4 Questions 4… Jackson Cavanaugh
In this installment of 4 Questions 4, we’re featuring Jackson Cavanaugh, a young freelance graphic designer, independent type designer, and the founder of OkayType, a type design studio in Chicago.
1. How did you get into the business of type design?
I started out as a graphic designer who really only cared about the type. Every project I worked on became totally focused on the typography. Sometimes I was able to convince my bosses to let me draw new letters. Eventually I decided to make a real typeface. It took three years to design Alright Sans, which immediately made me a full time type designer.
2. What fonts or type design trends are you loving these days?
Graphic designers seem to be moving past the super-clean, corporate sans-serifs. You know trends have expired when the low end catches up with the high end, and everything looks the same. Instead, I’m seeing an increase in more interesting designs. Typefaces that are still able to put in a full days work, but are slightly off-kilter and interesting. Designers are looking for more expression and authenticity, and this is opening the door for some people doing really interesting (and great) work.

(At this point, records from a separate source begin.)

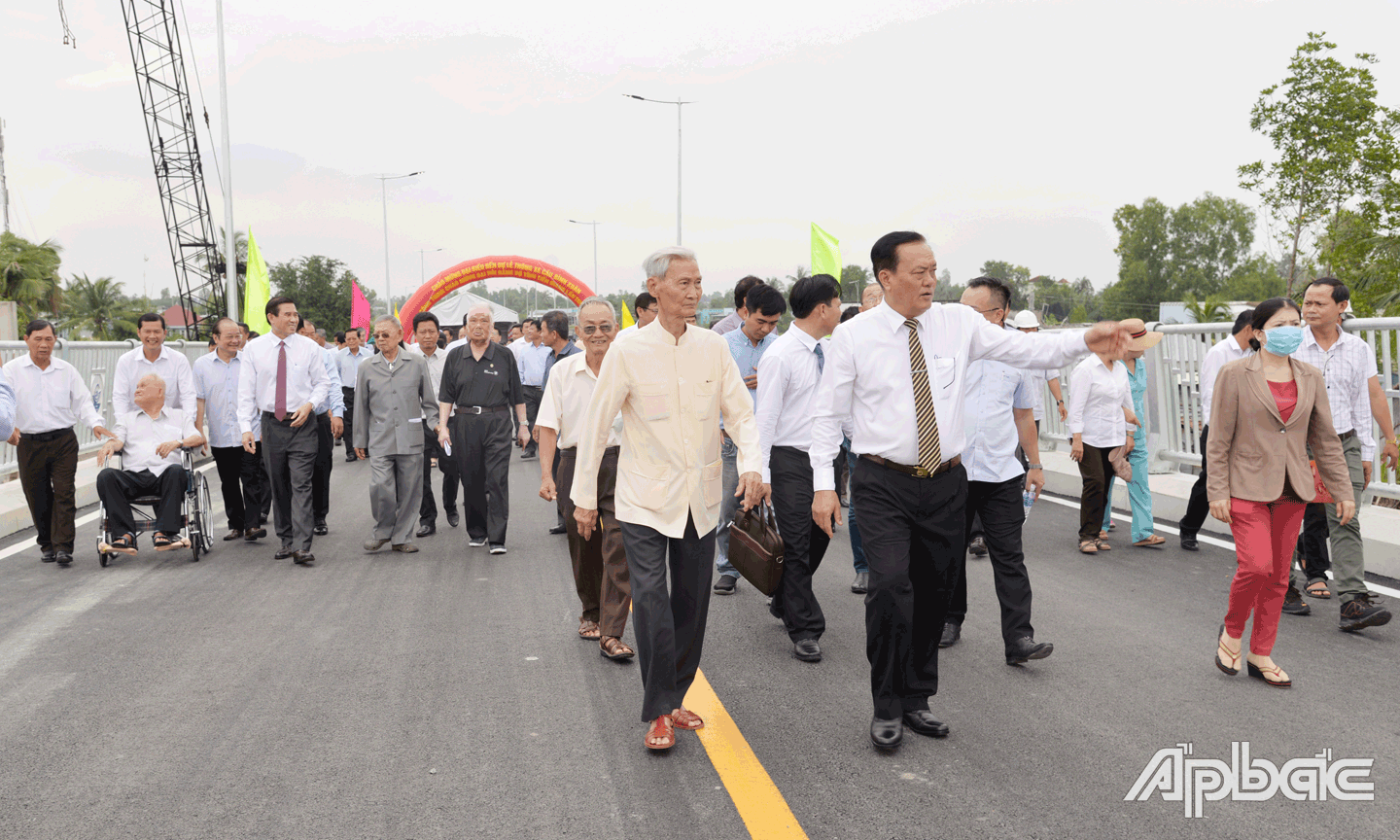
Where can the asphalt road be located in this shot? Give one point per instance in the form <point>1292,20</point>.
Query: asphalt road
<point>445,694</point>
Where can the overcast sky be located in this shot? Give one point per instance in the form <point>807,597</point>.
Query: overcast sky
<point>998,129</point>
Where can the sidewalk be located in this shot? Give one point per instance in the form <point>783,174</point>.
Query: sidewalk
<point>1380,527</point>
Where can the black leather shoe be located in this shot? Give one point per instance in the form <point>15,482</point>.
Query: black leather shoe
<point>807,649</point>
<point>887,734</point>
<point>1028,648</point>
<point>925,722</point>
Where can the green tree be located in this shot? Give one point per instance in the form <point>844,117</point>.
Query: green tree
<point>99,308</point>
<point>1335,149</point>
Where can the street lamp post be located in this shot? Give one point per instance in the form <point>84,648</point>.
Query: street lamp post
<point>594,225</point>
<point>384,200</point>
<point>678,104</point>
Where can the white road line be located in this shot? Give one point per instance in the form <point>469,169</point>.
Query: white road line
<point>83,519</point>
<point>1203,538</point>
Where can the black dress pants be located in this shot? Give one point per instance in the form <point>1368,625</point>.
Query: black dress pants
<point>804,543</point>
<point>47,473</point>
<point>321,476</point>
<point>912,530</point>
<point>117,489</point>
<point>1002,514</point>
<point>1197,508</point>
<point>482,445</point>
<point>427,511</point>
<point>241,482</point>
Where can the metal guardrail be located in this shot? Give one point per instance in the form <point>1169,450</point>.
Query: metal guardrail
<point>1173,402</point>
<point>95,362</point>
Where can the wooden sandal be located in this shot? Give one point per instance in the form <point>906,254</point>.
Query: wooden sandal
<point>683,718</point>
<point>661,734</point>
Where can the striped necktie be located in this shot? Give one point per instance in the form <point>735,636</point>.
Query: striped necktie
<point>929,449</point>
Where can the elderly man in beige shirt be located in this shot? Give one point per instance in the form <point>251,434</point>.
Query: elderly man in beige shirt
<point>672,382</point>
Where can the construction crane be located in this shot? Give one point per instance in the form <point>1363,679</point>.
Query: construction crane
<point>180,175</point>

Some of my current favorites:
3. Which of your designs are you most proud of, and why?
I’d have to say Harriet. I think the design is pretty good, but mostly it is because I’m constantly amazed by the work being done with it. Websites, magazines, books, brands, just lots of good work. The second most rewarding thing to a type designer is seeing customers use a font really well. The first most rewarding thing is being able to pay rent.
4. Describe your dream project.
It’s a little cheesy but I dream about working with my favorite hockey team, the Detroit Red Wings. They have a historic brand, one of the most timeless in sports. They’re also building a fancy new arena in a city making a big turnaround. I couldn’t think of a more perfect time to look at the typographic atmosphere surrounding that team. I actually have nightmares about going to a game at the arena and seeing all the signage set in a boring hockey cliche like Agency Gothic, or something lazy like Clarendon. Hey, Red Wings people, send me an email and let’s do something worthy of the team!